- Genre: Drama
- Screenplay by: Christopher Knopf
- Story by: Beth Polson; Christopher Knopf;
- Directed by: Michael Tuchner
- Starring: George Segal; Stockard Channing; Andrew Robinson; Gary Bayer; Nancy Cartwright; Christa Denton; Tate Donovan; Laura Harrington; John Philbin; Kathleen Wilhoite; Kathleen York; Viveka Davis;
- Theme music composer: Mark Snow
- Country of origin: United States
- Original language: English

Production
- Executive producer: Beth Polson
- Producer: Pat Finnegan
- Cinematography: Fred J. Koenekamp
- Editor: Byron 'Buzz' Brandt
- Running time: 100 minutes
- Production company: Finnegan Productions

Original release
- Network: CBS
- Release: January 15, 1985

= Not My Kid =

Not My Kid is a 1985 American made-for-television drama film directed by Michael Tuchner, which was based on a 1984 book of the same name by Beth Polson (who also served as the film's executive producer) and Miller Newton.

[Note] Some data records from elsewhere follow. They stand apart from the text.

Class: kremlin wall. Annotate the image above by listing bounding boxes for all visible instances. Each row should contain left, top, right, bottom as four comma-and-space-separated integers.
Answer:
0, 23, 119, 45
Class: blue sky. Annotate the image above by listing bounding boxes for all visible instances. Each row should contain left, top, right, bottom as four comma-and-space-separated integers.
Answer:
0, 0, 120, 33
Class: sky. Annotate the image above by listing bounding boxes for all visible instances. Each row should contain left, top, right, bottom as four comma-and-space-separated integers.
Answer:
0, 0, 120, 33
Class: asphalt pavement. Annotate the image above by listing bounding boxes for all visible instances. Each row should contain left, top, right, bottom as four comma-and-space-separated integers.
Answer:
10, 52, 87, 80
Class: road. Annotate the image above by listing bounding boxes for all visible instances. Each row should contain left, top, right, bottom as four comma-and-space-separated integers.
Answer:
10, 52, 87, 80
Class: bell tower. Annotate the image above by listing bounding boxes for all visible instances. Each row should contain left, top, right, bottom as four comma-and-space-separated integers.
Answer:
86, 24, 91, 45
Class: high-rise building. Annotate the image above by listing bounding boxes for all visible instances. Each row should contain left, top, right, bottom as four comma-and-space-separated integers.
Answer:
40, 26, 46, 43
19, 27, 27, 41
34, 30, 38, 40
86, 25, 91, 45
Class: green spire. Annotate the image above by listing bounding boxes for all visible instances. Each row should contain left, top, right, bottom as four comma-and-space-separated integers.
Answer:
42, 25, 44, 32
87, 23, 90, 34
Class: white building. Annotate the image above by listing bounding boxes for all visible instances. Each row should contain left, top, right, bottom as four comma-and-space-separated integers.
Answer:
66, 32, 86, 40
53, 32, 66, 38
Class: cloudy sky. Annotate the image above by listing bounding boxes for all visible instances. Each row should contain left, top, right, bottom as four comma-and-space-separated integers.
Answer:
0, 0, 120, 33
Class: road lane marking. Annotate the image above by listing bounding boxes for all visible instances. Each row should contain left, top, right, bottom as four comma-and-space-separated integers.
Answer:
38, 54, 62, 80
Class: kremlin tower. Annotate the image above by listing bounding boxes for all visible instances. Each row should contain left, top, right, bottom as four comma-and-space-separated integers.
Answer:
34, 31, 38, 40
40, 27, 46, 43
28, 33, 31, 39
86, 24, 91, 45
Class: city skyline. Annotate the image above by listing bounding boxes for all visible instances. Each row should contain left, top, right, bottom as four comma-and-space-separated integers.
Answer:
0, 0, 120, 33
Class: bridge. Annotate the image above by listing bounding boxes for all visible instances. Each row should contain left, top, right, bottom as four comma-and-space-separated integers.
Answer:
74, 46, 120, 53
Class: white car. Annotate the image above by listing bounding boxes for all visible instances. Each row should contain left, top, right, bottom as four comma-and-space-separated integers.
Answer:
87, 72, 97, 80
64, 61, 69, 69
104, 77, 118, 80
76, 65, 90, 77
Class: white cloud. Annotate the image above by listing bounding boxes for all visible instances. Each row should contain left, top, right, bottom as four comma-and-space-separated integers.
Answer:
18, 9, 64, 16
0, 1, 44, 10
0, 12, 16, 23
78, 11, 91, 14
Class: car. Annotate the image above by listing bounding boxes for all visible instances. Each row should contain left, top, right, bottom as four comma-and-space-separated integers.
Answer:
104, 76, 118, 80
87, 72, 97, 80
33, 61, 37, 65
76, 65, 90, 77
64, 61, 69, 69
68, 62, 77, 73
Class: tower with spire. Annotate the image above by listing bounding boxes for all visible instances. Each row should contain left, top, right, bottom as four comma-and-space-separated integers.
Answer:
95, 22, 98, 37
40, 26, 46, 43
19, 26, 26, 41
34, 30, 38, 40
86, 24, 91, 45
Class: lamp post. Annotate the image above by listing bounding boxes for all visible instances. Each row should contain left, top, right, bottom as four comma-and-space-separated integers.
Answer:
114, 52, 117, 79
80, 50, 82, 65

The movie aired on CBS in the United States, and had a VHS release both there and in the United Kingdom, with ITC handling distribution rights.

==Plot==
A teenaged drug addict is sent to Dr. Royce's controversial drug intervention program where the teenage addicts in the program confront each other in supervised group meetings. Also, in these meetings, the addicts are confronted by their families. The girl's mother wants to remove her from the program because it upsets her that their daughter is being forced to associate with addicts who admit to stealing and trading sex to support their drug habits. They remain in denial until their daughter admits at a family confrontation meeting the full extent of her drug addiction. After this, they are able to address their own feelings about being the family of a hardcore drug addict. The daughter is reunited with her family only after all of them have acknowledged her addiction and accepted therapy for it.